Dear Mr. President: I enclose herewith a memorandum of a conversation2 which I had with Mr. Molotov alone with the addition only of his interpreter Troyanovski. This talk followed a talk which I had with him on atomic energy procedure at which Merchant, Bohlen and Zarubin3 were present. At this point they left as indicated in the enclosed memorandum.

The fact of having had this private talk is of itself of considerable importance. I particularly wanted to be sure that Molotov appreciated the seriousness of possible developments in Asia.4

I am not at all certain as to the degree of influence which Soviet Russia can exert on this situation. It is entirely possible that the Chinese Communists will continue to run amuck until we recognize them and deal with them directly rather than through the Soviet Union as an intermediary. On the other hand, there can be no assurance [Page 362]that if we do recognize them, they will not continue to misbehave.

Our Conference here breaks up on Thursday.5 I hope to be back by Friday afternoon after stopping off to see Adenauer6 briefly en route.
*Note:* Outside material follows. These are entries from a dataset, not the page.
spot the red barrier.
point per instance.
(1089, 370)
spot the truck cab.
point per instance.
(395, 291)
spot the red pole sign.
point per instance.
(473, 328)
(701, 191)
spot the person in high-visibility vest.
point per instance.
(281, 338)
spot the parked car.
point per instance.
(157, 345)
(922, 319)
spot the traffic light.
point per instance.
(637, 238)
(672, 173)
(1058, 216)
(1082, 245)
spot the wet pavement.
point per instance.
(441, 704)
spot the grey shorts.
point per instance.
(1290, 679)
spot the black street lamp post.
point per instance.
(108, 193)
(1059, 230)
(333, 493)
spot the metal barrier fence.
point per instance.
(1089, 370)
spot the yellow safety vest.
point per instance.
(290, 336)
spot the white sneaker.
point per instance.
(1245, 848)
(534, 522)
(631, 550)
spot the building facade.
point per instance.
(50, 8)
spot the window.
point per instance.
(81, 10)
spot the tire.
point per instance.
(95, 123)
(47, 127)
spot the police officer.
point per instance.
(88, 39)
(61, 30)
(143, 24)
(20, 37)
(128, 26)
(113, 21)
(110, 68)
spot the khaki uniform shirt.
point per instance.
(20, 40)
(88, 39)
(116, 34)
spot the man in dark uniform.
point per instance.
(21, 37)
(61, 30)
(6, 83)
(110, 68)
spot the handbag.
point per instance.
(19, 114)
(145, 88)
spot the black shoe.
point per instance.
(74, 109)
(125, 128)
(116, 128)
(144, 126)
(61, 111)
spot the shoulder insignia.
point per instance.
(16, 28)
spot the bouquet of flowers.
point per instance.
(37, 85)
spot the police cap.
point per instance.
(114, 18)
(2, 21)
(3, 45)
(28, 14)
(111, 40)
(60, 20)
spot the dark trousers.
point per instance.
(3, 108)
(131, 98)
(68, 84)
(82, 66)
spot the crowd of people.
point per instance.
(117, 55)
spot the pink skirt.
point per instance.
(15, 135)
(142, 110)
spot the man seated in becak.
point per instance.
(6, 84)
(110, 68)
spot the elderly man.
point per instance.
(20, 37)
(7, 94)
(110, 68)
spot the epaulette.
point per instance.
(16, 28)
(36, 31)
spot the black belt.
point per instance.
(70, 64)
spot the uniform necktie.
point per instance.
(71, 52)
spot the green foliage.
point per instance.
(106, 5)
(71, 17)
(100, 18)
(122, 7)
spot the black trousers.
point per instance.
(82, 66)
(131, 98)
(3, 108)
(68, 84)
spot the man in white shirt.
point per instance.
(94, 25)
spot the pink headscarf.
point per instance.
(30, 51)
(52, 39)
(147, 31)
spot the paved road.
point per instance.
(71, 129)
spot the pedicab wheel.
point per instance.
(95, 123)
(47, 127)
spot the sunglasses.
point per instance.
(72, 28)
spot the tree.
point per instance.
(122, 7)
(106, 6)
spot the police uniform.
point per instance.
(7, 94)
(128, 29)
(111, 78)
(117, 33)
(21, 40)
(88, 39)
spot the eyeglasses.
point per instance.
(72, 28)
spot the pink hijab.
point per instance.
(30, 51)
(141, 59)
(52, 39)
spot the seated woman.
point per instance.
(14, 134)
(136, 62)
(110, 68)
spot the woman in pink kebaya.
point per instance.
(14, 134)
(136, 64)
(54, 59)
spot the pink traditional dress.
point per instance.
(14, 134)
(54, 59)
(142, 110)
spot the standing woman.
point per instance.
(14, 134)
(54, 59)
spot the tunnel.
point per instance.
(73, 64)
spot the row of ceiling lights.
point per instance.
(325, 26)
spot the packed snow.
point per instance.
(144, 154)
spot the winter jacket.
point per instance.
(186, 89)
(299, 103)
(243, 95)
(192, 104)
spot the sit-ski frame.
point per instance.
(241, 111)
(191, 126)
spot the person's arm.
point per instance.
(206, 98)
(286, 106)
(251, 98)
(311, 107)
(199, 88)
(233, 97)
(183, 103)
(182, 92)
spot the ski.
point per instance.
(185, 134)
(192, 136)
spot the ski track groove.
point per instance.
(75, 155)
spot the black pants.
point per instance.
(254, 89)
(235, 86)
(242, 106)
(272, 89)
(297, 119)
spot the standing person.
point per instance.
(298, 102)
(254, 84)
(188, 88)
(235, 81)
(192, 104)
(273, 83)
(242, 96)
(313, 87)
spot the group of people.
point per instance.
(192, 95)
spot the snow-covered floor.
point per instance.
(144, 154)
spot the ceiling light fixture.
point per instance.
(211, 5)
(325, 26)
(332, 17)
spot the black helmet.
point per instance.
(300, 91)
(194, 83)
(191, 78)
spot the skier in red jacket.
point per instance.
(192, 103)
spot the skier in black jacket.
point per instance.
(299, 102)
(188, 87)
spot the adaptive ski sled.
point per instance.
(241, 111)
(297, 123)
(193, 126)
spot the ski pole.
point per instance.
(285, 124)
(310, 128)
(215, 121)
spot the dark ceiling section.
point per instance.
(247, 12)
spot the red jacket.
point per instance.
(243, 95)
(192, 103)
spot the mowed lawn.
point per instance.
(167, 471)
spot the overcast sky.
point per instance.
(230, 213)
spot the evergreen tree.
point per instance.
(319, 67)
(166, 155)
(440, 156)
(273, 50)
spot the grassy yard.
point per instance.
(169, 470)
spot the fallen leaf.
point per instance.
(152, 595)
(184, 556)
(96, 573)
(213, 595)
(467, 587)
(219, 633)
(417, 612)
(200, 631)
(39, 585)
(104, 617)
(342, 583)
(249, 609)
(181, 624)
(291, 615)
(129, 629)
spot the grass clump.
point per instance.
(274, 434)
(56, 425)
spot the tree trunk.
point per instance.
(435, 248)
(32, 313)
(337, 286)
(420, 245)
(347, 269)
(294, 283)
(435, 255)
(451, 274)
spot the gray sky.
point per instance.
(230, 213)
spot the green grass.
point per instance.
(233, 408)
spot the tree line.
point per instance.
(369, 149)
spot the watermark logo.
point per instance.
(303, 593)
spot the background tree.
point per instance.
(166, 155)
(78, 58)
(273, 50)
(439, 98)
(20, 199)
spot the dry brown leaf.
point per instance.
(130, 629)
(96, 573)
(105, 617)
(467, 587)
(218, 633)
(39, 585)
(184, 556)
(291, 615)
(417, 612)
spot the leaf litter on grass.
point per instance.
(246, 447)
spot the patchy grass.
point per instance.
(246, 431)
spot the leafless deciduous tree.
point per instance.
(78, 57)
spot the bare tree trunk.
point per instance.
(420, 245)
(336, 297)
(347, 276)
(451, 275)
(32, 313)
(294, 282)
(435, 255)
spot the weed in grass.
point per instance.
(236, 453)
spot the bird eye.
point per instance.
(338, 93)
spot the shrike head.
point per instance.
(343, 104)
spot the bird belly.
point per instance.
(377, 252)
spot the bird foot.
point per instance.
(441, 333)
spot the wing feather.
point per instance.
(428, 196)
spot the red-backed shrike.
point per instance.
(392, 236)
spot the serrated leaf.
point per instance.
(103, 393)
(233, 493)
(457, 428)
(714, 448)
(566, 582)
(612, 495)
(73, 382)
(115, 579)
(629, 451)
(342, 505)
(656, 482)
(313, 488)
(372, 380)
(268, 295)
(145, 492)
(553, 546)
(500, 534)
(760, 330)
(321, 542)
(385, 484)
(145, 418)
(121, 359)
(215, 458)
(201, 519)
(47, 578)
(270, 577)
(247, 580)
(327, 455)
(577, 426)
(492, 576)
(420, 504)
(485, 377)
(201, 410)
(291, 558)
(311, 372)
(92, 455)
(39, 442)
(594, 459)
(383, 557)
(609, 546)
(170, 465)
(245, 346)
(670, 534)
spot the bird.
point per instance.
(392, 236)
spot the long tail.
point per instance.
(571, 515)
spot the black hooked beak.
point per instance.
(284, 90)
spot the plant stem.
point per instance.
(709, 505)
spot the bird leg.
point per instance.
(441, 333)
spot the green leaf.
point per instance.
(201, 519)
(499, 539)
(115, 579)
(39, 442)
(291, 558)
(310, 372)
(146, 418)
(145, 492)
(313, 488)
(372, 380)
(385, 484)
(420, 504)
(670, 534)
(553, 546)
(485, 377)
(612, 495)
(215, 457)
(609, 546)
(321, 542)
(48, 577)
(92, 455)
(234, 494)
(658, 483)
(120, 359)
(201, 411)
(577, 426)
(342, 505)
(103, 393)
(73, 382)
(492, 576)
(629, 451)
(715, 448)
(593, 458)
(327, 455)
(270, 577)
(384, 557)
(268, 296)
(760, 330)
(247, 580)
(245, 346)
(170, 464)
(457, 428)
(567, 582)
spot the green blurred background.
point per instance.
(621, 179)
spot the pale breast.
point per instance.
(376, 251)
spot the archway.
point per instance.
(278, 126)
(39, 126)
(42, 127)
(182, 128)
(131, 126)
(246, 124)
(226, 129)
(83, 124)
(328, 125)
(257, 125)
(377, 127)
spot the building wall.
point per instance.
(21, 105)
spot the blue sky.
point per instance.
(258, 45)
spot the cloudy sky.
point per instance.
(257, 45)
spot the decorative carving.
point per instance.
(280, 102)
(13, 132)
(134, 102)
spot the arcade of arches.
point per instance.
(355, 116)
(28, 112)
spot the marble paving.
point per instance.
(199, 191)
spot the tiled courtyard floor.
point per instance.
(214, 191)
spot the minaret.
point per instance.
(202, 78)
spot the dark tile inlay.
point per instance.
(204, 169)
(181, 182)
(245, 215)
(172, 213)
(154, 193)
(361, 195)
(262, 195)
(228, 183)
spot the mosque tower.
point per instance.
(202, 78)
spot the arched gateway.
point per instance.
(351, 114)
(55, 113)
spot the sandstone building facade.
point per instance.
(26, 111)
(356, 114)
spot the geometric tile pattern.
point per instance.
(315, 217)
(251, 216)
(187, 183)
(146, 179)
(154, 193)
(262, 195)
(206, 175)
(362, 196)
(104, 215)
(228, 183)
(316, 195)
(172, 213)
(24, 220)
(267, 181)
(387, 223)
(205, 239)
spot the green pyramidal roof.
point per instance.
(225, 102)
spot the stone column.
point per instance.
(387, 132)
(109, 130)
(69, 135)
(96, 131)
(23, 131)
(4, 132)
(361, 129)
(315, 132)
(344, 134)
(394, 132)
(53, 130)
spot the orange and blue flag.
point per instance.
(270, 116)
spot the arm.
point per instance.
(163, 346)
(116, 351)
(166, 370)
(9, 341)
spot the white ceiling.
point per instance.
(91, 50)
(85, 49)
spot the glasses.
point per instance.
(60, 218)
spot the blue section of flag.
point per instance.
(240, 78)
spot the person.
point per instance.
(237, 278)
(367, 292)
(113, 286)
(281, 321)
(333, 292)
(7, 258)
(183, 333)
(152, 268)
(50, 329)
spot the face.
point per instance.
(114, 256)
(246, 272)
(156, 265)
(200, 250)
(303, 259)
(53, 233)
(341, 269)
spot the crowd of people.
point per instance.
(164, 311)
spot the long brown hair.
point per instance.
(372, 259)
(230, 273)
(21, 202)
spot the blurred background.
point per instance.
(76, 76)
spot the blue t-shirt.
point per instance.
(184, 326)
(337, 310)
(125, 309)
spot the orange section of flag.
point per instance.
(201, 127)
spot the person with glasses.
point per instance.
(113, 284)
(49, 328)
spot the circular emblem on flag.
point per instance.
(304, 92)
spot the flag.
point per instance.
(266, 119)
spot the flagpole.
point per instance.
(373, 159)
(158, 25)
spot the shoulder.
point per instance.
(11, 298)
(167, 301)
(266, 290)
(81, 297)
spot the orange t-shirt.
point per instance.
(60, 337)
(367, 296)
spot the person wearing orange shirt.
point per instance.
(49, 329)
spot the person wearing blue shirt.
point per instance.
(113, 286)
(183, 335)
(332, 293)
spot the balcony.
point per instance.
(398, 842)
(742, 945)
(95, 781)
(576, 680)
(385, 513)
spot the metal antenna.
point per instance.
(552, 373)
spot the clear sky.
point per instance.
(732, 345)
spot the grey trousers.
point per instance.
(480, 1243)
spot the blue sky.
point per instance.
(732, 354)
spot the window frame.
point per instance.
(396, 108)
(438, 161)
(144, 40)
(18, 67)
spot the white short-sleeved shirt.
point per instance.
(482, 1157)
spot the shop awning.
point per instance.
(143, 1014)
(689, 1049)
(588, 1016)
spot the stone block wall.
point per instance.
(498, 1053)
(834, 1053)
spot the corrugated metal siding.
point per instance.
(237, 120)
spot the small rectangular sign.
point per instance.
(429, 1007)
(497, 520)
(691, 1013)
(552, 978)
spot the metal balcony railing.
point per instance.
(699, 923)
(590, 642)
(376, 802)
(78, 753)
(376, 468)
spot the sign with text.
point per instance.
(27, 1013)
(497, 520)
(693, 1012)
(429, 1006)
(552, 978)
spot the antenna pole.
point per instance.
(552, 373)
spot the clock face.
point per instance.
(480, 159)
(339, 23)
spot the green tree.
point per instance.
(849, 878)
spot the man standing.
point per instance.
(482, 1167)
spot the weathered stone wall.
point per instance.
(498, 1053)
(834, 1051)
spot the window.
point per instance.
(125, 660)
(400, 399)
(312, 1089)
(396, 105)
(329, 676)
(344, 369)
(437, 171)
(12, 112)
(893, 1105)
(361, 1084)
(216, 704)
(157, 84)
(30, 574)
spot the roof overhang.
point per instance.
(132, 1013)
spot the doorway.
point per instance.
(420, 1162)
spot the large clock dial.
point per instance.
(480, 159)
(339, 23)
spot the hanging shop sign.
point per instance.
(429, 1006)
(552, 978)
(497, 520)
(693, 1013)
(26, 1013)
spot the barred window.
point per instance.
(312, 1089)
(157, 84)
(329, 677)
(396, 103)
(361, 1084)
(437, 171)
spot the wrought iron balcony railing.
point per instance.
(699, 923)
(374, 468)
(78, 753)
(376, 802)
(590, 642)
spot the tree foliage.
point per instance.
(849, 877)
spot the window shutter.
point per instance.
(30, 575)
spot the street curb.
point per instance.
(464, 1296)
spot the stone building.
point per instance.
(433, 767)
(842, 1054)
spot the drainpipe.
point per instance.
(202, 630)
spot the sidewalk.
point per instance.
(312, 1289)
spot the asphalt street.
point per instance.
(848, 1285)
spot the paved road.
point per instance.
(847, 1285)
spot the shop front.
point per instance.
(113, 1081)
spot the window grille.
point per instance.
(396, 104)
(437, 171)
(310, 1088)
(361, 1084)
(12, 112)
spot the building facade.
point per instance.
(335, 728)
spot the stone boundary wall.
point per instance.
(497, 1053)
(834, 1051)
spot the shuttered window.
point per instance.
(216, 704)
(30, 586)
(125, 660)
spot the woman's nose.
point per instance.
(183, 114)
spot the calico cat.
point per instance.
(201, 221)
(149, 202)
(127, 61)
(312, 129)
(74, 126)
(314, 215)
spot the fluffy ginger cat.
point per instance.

I understand that you will be away but that we are having breakfast on Wednesday. I will go into these matters more fully at that time, but I thought it might be useful and of interest to you in the meantime to see the enclosed memorandum, which is of course highly secret. Nothing that happened made it seem useful for me to report the talk to Eden or Bidault.

Sincerely yours,

Foster
  1. The source text is filed with a letter of the same date from Dulles to Walter Bedell Smith, asking him to transmit this letter and enclosure to the President.
  2. Dulles’ memorandum of the conversation which took place on Feb. 13 is scheduled for publication in volume vii.
  3. Georgiy Nikolayevich Zarubin, Soviet Ambassador to the United States.
  4. According to Dulles’ memorandum of the conversation, he told Molotov that he feared the Communist Chinese regime was “recklessly seeking to show off its strength and extend its power,” that this could “lead by one step after another to a chain of events which would have a result none of us wanted,” and that he hoped the Soviet Union would exert some restraint on the Chinese.
  5. Feb. 18.
  6. Konrad Adenauer, Chancellor of the Federal Republic of Germany.